In abstract algebra, the group isomorphism problem is the decision problem of determining whether two given finite group presentations refer to isomorphic groups.

The isomorphism problem was formulated by Max Dehn, and together with the word problem and conjugacy problem, is one of three fundamental decision problems in group theory he identified in 1911. All three problems, formulated as ranging over all finitely presented groups, are undecidable. In the case of the isomorphism problem, this means that there does not exist a computer algorithm that takes two finite group presentations and decides whether or not the groups are isomorphic, regardless of how (finitely) much time is allowed for the algorithm to run and how (finitely) much memory is available. In fact the problem of deciding whether a finitely presented group is trivial is undecidable, a consequence of the Adian–Rabin theorem due to Sergei Adian and Michael O. Rabin.

However, there are some classes of finitely presented groups for which the restriction of the isomorphism problem is known to be decidable. They include finitely generated abelian groups, finite groups, Gromov-hyperbolic groups, virtually torsion-free relatively hyperbolic groups with nilpotent parabolics, one-relator groups with non-trivial center, and two-generator one-relator groups with torsion.

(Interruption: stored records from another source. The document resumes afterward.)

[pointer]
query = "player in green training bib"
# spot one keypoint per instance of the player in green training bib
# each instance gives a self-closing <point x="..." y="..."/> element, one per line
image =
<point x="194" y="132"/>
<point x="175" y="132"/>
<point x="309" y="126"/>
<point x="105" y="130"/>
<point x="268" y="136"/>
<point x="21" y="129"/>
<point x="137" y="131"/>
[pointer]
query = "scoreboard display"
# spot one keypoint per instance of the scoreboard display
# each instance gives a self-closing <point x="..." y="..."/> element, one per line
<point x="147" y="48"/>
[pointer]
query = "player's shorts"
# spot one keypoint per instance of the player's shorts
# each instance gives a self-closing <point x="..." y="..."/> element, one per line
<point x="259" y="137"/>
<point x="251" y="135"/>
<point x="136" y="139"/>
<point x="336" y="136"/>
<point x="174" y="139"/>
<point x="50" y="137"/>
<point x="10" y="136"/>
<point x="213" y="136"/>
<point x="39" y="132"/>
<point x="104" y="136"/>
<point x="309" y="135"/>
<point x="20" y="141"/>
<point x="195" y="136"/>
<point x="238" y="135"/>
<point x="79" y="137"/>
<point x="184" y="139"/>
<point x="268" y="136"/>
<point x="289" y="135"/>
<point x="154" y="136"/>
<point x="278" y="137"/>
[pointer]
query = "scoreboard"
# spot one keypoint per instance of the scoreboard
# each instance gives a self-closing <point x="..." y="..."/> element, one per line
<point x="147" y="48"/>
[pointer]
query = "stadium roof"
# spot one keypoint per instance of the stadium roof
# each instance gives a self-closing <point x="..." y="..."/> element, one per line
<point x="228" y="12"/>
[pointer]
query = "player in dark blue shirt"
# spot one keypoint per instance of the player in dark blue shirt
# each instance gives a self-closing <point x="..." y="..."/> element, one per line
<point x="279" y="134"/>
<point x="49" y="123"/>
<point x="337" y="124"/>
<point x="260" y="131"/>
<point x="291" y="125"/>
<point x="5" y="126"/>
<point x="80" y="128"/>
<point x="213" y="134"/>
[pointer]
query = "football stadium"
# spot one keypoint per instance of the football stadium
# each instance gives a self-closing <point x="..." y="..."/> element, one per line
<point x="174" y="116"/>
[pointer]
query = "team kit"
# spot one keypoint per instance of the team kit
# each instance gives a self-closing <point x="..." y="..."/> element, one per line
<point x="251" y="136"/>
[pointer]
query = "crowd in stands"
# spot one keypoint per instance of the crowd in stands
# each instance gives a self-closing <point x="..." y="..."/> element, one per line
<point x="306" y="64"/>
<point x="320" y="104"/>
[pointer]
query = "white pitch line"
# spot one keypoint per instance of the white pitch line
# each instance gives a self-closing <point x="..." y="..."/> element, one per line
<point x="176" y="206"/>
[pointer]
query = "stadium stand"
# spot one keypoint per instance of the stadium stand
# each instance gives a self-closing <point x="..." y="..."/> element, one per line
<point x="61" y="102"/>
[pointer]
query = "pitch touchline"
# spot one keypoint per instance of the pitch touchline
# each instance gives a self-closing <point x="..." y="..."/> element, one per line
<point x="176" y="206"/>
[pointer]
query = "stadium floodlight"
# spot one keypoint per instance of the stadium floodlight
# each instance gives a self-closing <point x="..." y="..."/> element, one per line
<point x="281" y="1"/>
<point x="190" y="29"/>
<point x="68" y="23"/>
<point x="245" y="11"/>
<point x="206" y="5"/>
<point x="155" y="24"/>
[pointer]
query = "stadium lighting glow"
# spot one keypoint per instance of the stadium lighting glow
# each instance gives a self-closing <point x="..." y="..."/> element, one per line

The group isomorphism problem, restricted to the groups that are given by multiplication tables, can be reduced to a graph isomorphism problem but not vice versa. Both have quasi-polynomial-time algorithms, the former since 1978 attributed to Robert Tarjan and the latter since 2015 by László Babai. A small but important improvement for the case p-groups of class 2 was obtained in 2023 by Xiaorui Sun.